第14話 秋雨の中

それは遡ること十年前。革命軍『狼』が、政府軍と激しい交戦をしている時のこと。当時18歳だったエメラは、父親、シェーメルに連れられて、戦闘の最前線へと向かっていた。


その日は雨が降っていた。冬へと向かう秋、かなり冷え込む朝だった。

「隊長! シェーメル隊長! 後方部隊より伝令申し上げます!」

伝令兵と思われる『狼』の同志が慌てながらシェーメルに迫ってきた」

筋肉質な体型をしているが、どこか頼りなさそうな感じがする

「副隊長ヨシュア様、敗走。行方は知れず、とのことです……」

唇を噛みしめる伝令兵。

「なんだと! そんなはずはない。政府軍が後方部隊から攻めてこられる筈はないぞ!?」

『狼』の隊長、シェーメル――エメラの父でもある――が驚愕して声を荒げる。

「それが……」

伝令兵は言いにくそうにしながら何かを目をそらす。

「なんだ、何か知っているのなら教えてくれ!」

「いえ……事実かどうかはわからないのですが……」

そこで一旦呼吸を置く。

「ヨシュア様、謀反、との噂が広まっており――」

「そんな筈はない!」

シェーメルは大声で反論する。

「ヨシュアとは『狼』結成以前から……子供の頃からの親友だったのだ。
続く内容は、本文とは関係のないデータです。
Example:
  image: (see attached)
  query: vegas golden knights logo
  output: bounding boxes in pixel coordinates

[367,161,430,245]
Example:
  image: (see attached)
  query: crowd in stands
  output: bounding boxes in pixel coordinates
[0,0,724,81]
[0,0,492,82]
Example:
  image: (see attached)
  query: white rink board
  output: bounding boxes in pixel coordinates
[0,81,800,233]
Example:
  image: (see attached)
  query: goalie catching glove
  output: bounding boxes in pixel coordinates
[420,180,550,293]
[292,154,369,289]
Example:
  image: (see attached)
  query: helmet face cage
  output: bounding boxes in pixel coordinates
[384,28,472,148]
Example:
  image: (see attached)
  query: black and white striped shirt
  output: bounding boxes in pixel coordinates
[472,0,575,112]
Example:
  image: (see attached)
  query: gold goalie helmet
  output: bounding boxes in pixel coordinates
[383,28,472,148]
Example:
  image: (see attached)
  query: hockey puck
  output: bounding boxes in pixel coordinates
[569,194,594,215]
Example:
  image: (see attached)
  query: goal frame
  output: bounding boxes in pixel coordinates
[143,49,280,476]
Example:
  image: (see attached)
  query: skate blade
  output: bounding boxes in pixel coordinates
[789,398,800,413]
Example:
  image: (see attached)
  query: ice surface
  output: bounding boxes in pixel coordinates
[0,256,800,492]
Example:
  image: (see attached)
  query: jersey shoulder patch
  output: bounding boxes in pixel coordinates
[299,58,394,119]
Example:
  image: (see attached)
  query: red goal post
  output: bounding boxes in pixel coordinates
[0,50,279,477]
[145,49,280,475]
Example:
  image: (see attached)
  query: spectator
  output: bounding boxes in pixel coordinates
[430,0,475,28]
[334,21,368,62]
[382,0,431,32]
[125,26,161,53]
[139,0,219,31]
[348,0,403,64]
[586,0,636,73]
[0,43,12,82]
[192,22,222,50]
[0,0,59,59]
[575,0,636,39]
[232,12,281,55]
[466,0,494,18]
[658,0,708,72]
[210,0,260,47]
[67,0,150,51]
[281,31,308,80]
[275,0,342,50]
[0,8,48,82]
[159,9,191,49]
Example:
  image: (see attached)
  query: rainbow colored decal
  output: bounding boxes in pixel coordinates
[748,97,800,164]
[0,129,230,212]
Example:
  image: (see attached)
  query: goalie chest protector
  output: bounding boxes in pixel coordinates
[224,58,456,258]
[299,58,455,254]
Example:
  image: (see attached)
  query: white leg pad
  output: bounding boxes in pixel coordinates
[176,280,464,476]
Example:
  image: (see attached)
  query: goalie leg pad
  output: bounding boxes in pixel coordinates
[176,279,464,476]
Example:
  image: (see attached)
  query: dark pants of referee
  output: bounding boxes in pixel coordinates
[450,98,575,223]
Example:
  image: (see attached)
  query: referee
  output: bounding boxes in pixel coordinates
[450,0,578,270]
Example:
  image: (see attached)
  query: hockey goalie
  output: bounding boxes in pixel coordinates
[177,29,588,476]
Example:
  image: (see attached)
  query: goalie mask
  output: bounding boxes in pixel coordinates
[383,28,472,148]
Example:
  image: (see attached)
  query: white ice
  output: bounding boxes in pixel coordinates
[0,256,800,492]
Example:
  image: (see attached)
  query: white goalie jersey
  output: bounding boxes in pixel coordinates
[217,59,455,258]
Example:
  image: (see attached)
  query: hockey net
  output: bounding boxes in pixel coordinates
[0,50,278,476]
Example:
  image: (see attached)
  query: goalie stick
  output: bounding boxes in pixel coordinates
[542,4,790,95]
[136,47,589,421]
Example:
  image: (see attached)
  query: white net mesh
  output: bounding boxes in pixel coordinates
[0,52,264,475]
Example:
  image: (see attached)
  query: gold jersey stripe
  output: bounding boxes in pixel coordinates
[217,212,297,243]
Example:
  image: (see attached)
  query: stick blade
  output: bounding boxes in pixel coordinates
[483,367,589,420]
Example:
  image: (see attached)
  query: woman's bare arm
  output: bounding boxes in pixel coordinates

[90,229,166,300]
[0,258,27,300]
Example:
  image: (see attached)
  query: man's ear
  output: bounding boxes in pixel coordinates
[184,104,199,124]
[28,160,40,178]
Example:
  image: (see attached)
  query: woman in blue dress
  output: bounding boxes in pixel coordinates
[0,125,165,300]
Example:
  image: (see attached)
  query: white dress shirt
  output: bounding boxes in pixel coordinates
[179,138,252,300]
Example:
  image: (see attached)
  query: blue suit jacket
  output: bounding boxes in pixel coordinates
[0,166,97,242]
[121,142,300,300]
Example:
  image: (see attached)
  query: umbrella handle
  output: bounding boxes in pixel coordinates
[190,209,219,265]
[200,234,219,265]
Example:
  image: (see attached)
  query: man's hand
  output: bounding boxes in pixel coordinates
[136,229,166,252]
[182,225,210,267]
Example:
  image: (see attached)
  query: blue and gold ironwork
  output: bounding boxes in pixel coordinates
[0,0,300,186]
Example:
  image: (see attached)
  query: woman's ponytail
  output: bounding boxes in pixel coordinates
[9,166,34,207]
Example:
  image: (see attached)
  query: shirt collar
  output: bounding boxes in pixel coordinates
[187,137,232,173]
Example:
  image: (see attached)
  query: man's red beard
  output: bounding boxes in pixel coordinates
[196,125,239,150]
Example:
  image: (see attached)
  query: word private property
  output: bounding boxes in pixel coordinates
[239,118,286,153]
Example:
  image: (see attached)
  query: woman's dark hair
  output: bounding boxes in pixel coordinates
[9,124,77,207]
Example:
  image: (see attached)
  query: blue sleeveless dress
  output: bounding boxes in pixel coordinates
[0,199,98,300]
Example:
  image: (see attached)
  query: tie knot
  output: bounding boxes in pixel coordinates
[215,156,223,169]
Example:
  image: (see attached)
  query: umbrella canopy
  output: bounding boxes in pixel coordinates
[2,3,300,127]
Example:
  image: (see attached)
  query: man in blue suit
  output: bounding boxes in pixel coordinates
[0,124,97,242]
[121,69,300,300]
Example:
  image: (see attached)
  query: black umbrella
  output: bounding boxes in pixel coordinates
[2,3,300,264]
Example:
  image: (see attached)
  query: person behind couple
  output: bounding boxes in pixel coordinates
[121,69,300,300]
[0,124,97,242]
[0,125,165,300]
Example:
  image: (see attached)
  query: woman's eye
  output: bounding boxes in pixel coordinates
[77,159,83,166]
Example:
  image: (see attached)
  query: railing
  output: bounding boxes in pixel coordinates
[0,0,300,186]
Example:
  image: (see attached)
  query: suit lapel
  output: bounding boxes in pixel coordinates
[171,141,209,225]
そのヨシュアが裏切るはずなど……くっ!」

「しかし……この状況からして、妥当な噂とも……」

「父さん……。私が行って確かめてくる。これでも私はリーダーの娘だから!」

「いや、ダメだ。それは私の役目だ」

シェーメルが諭すように言う。

「私が確かめてくる。そして万が一、ヨシュアに本当に裏切られたなら、私は奴を……」

その先は言わなかった。沈黙だけが場を支配していた。

数分が経っただろうか。シェーメルが口を開く。

「各隊、予定通り政府軍との戦闘を指示する。そして、私はヨシュアを探しに行く。第一部隊の指揮は、シャトーが、第二部隊の指揮はエメラに任せる。エメラはまだ年端もいかない娘だが、指揮、戦術については私が保証する。伝令、各隊に伝えてくれ」

「はっ!」

伝令兵は去って行く。

「父さん……ヨシュアおじさんは絶対に裏切ったりなんてしないよ!」

「そうだな、エメラ。そして軍を任せるぞ。指揮を実戦で執るのは初めてだったな。その姿が見られないのは残念だ」

シェーメルは苦しそうに微笑む。

「大事な戦いだ。くれぐれも慎重に、な?」

「わかりました! 隊長!」

大仰な口ぶりと仕草で敬礼をするエメラ。

「それでは各自、行動開始せよ!」


雨はいつの間にかやんでいた。

この時は知るよしもなかった。これが、エメラとシェーメルの今生の別れになることを。

そして、全ての歯車が狂うことを。